Is it conceivable that the UN and the "global community" could ever objectively and effectively identify, quantify, and address the "special needs of the most vulnerable" and the "increasing economic and social inequalities" without interfering with national sovereignty and individual liberty?

32. We call for urgent efforts to enhance the policy coherence, governance and consistency of the international monetary, financial and trading systems order to foster a supportive and enabling international environment for development and achievement of the Millennium Development Goals.

By what authority and means will the UN or any other international agency "enhance" the policy coherence, governance and consistency of the international monetary, financial and trading systems to foster development in a manner that achieves the Millennium Development Goals?

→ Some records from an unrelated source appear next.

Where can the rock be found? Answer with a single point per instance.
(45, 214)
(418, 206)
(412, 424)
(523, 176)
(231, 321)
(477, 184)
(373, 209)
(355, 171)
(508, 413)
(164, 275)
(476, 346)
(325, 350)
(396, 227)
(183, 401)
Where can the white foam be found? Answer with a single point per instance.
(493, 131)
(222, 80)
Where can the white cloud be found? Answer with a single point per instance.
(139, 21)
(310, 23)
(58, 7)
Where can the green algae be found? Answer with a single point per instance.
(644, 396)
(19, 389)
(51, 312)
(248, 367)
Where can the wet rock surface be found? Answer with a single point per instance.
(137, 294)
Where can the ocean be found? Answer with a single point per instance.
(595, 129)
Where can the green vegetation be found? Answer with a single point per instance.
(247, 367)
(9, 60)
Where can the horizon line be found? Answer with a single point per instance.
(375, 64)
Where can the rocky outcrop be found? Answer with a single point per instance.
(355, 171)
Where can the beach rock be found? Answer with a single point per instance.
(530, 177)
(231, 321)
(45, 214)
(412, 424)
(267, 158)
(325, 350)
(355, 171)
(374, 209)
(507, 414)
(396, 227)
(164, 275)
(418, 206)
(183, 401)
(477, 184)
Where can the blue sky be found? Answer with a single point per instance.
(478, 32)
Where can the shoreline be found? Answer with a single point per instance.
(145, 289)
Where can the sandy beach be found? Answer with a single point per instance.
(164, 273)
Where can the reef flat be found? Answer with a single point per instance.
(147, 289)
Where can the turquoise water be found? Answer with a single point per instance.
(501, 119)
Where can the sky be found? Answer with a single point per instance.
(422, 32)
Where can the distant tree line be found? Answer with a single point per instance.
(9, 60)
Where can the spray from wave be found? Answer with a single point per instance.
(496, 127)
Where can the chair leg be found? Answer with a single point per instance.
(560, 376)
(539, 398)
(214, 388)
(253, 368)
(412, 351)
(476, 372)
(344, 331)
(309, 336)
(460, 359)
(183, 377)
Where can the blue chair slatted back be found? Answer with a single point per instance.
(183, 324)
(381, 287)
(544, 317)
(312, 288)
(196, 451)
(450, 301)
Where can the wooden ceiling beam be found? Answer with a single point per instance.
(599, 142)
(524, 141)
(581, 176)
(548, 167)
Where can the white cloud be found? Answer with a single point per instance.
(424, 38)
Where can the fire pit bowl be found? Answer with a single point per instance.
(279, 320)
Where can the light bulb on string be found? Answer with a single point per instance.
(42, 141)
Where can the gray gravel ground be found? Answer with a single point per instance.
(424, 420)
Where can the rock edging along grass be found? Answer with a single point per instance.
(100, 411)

36. We affirm that ensuring universal access to social services and providing a universal social protection floor with wide coverage are essential to consolidate and achieve further development gains.

What global authority will decide the social services that are essential to human security and the appropriate coverage of any "universal social protection floor?"

38. We stress the importance of strengthening international and regional institutions for cooperation in order to provide effective support to national development strategies and to sustain reforms for a more conducive international environment for development.

Is it within the UN's mandate to organize and manage the work of "international and regional institutions for cooperation" that will pressure nations to submit their national development strategies to determine whether they conform to an "international environment for development?"

Meanwhile, in a related development, on August 9, 2010, UN Secretary-General Ban Ki-moon launched a new High-Level Panel on Global Sustainability (the "HLPGS") that, according to a UN press release, "brings together some of the world's leading policymakers and thinkers to formulate a new blueprint for sustainable growth and low-carbon prosperity for all on a planet under increasing strain, not least from climate change."

According to the terms of reference for the HLPGS, the HLPGS will address three sets of key issues:

1. New Development Paradigm

• How to get to a low-carbon/green economy?
• How to build resilient economies- especially for the most vulnerable?
• How to eradicate poverty?
• How to achieve sustainable modes of consumption and production?
• How to provide for development in a carbon-constrained world?

2. Mechanisms for putting into practice a new development paradigm, including any necessary adjustments to the institutional architecture and financing at the global and national levels?

3. Transparent collection, compilation, assessment and disclosure of relevant data and information by public and private entities, with a view to enabling 3.1 and 3.2 above.

The second of these three sets of key issues evidence UN global governance intentions that would obliterate national sovereignty, free enterprise, and individual liberty. Obviously, the "necessary adjustments to the institutional architecture" are code for UN global governance. The contemplated "financing at the global and national levels" would consist of a new regime of international taxation. The "transparent collection, compilation, assessment and disclosure of relevant data and information" is code for a UN mandate that all public and private entities, including national governments, businesses, and individuals, provide UN authorities with any and all information UN officials deem relevant to determining who is helping or hindering the realization of the "new development paradigm."

These two recent developments confirm the UN's global governance ambitions. The MDG Summit's adoption of the Draft and the final report produced by the HLPGS will provide further evidence and details in that regard.

Jim Kelly is the President of Solidarity Center for Law and Justice, P.C., a public interest civil and human rights law firm based in Atlanta, Georgia. The opinions expressed herein are his own.